I get it. Not every dog is easy. There are some out there that are harder than others but in general when youre doing things right things progress pretty quickly. It is tough to want to make a hail mary for a dog like this when its gone after you and attacked you even though youre caring for him and feeding him, and it just seems like the animal is a bad seed or ungrateful, but chances are the OP created the behaviors hes seeing now without realizing it, or at least magnified them through practice. The problem with most dogs is the human at the other end of the leash.


----------



## Baillif (Jun 26, 2013)

Really the reason I am not afraid of aggression cases like this is because I am armed with knowledge about the nature of the animal itself. I know why they do what they do. I can see them about to react way before they go there. I can set up situations to ensure my own safety while working with the animal. I know how to stop them from doing the things I don't want them doing and do what I would rather see them do instead. I've seen dogs the size of a Pomeranian hold an entire family hostage in fear in their own home. Would never happen if people knew how to handle the animal.


----------



## Jenny720 (Nov 21, 2014)

Sounds like Baillif is the way to go to get the answers you need. It would be worth the trip. Wish you the best of luck.


----------



## Muskeg (Jun 15, 2012)

OP, please do contact Bailiff, and either bring your dog to him or someone he recommends. I strongly feel your money is better spent seeing an experienced skilled trainer than on vet bills.


----------



## Slamdunc (Dec 6, 2007)

MarkJoel,
You could reach out to Shallow Creek Kennels. They are outside of Pittsburgh, so not too far from you. They have experience with aggressive dogs. They supply dogs to LE the Military. If nothing else they could evaluate your dog and point you in the right direction.


----------



## wolfstraum (May 2, 2003)

Shallow creek imports trained and semi trained dogs from Europe for resale - it is near New Castle.....I suggested a vet apx 45 miles and that seemed to be viewed as a long trip - New Castle is another 40....I think the OP will sign over the dog to someone who would work through the issues and not want him back from posts here 

So many people in this area seem reluctant to go more than 10 -15 miles from home for ANYTHING - not just dog people - this is not the most well laid out city/geographical area - but it is really strange how people seem to think 30-50 miles is the other end of the world.



Lee


----------



## MineAreWorkingline (May 2, 2015)

wolfstraum said:


> Shallow creek imports trained and semi trained dogs from Europe for resale - it is near New Castle.....I suggested a vet apx 45 miles and that seemed to be viewed as a long trip - New Castle is another 40....I think the OP will sign over the dog to someone who would work through the issues and not want him back from posts here
> 
> So many people in this area seem reluctant to go more than 10 -15 miles from home for ANYTHING - not just dog people - this is not the most well laid out city/geographical area - but it is really strange how people seem to think 30-50 miles is the other end of the world.
> 
> ...


I hope you are right, I get the feeling that it will be OP's way or no way and that does not bode well for Ninja.


----------



## Sabis mom (Mar 20, 2014)

MineAreWorkingline said:


> I hope you are right, I get the feeling that it will be OP's way or no way and that does not bode well for Ninja.


 
That makes me sad.


----------



## MarkJoel60 (Aug 29, 2012)

wolfstraum said:


> Shallow creek imports trained and semi trained dogs from Europe for resale - it is near New Castle.....I suggested a vet apx 45 miles and that seemed to be viewed as a long trip - New Castle is another 40....I think the OP will sign over the dog to someone who would work through the issues and not want him back from posts here


Wow, Lee.

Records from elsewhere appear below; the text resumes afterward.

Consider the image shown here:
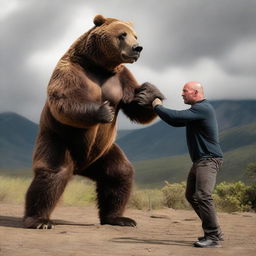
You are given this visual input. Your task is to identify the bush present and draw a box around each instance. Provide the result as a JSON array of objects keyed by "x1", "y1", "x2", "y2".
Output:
[
  {"x1": 162, "y1": 181, "x2": 189, "y2": 209},
  {"x1": 128, "y1": 189, "x2": 163, "y2": 210},
  {"x1": 213, "y1": 181, "x2": 252, "y2": 212}
]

I sure did not expect that. 

First off, Cranberry is a little over an hour from me -- just to the turnpike exit, no telling how far to the vets. Secondly, if you knew how car rides jacked him up, you'd understand why I would want to keep travel to a minimum. Third, I said that if the current vet -- who works with Police K-9s and high drive dogs and who is only 20 minutes from me -- doesn't work out, I'd have to consider the Cranberry option.

Did not expect you to use something said in private to throw me under the bus in public. 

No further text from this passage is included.